ChatGPT’s growth pattern is more restrained. The base prompt stayed relatively flat between 900 and 1,300 words across model generations, because OpenAI’s philosophy delegates behavioral specification to training rather than to the system prompt. The role definition has barely changed in two years: “You are ChatGPT, a large language model trained by OpenAI” plus a personality tag and a sentence or two of behavioral guidance.

The growth, when it comes, is driven entirely by tool additions. The July 2025 full prompt doubles in size because it includes Study Mode, file search with a sophisticated query language (featuring freshness-aware QDF operators and mandatory citation formatting), Canvas, DALL-E with content policy rules, and Python execution. Strip the tools and the core behavioral prompt is still under 300 words.

ChatGPT’s approach is a fundamentally different design choice from Anthropic’s. Claude’s system prompt tries to govern behavior explicitly through detailed prose instructions; ChatGPT’s tries to stay minimal and lets the model’s training carry the behavioral weight. The tradeoff: Claude’s approach is more predictable and auditable (you can read the rules), while ChatGPT’s is more concise but harder to debug when the model behaves unexpectedly (the rules are implicit in the weights).

What the Growth Tells You

Tool definitions are the primary growth driver. In both products, the base behavioral prompt grows slowly while tool definitions drive the big jumps. Claude’s artifact system alone accounts for over 1,500 words. ChatGPT’s file search tool with its QDF query language is similarly large. If you’re watching your own system prompt grow, audit the tool definitions first; they’re almost certainly the largest section.

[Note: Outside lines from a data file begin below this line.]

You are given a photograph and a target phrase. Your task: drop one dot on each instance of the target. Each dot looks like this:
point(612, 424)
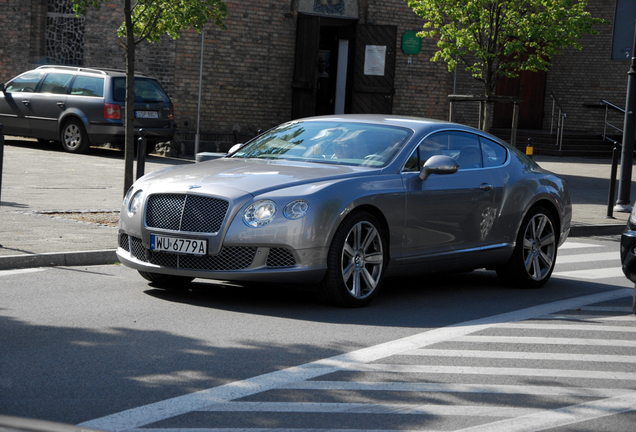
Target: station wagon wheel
point(356, 262)
point(534, 257)
point(168, 282)
point(74, 137)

Refactoring works but doesn’t stick. Anthropic’s Sonnet 4.5 refactor cut the prompt by 65%, but the very next product variant (Cowork) grew it back by 124%. New features bring new instructions, and without a discipline of removing content when adding content, the cycle repeats. This mirrors what happens in application codebases: a refactoring sprint produces a clean architecture, then six months of feature work erodes it back to the previous state.

The two philosophies produce different failure modes. Claude’s long explicit prompts risk Context Rot by consuming tokens that could go to user context, but they fail predictably (you can read the instruction that caused the behavior). ChatGPT’s short implicit prompts preserve token budget but fail opaquely (the model does something unexpected and there’s no instruction to point to). If you’re designing your own system, the choice between explicit and implicit behavioral specification should be driven by how much you need to debug and audit the model’s behavior.

Caching is what makes the long approach viable. Claude’s 5,000+ token system prompt would be prohibitively expensive without prompt caching, which means the hit is paid once and subsequent turns in a conversation are cheap. If your deployment doesn’t support prompt caching, you’re forced toward the shorter, implicit approach regardless of your preference for explicitness.

For your own system prompts: track the word count over time. If it’s growing faster than your feature surface justifies, the prompt is accumulating patches instead of expressing a maintained design. Set a review trigger (quarterly, or when the prompt crosses a threshold like 2,000 tokens) and audit for instructions that are defensive patches rather than structural requirements.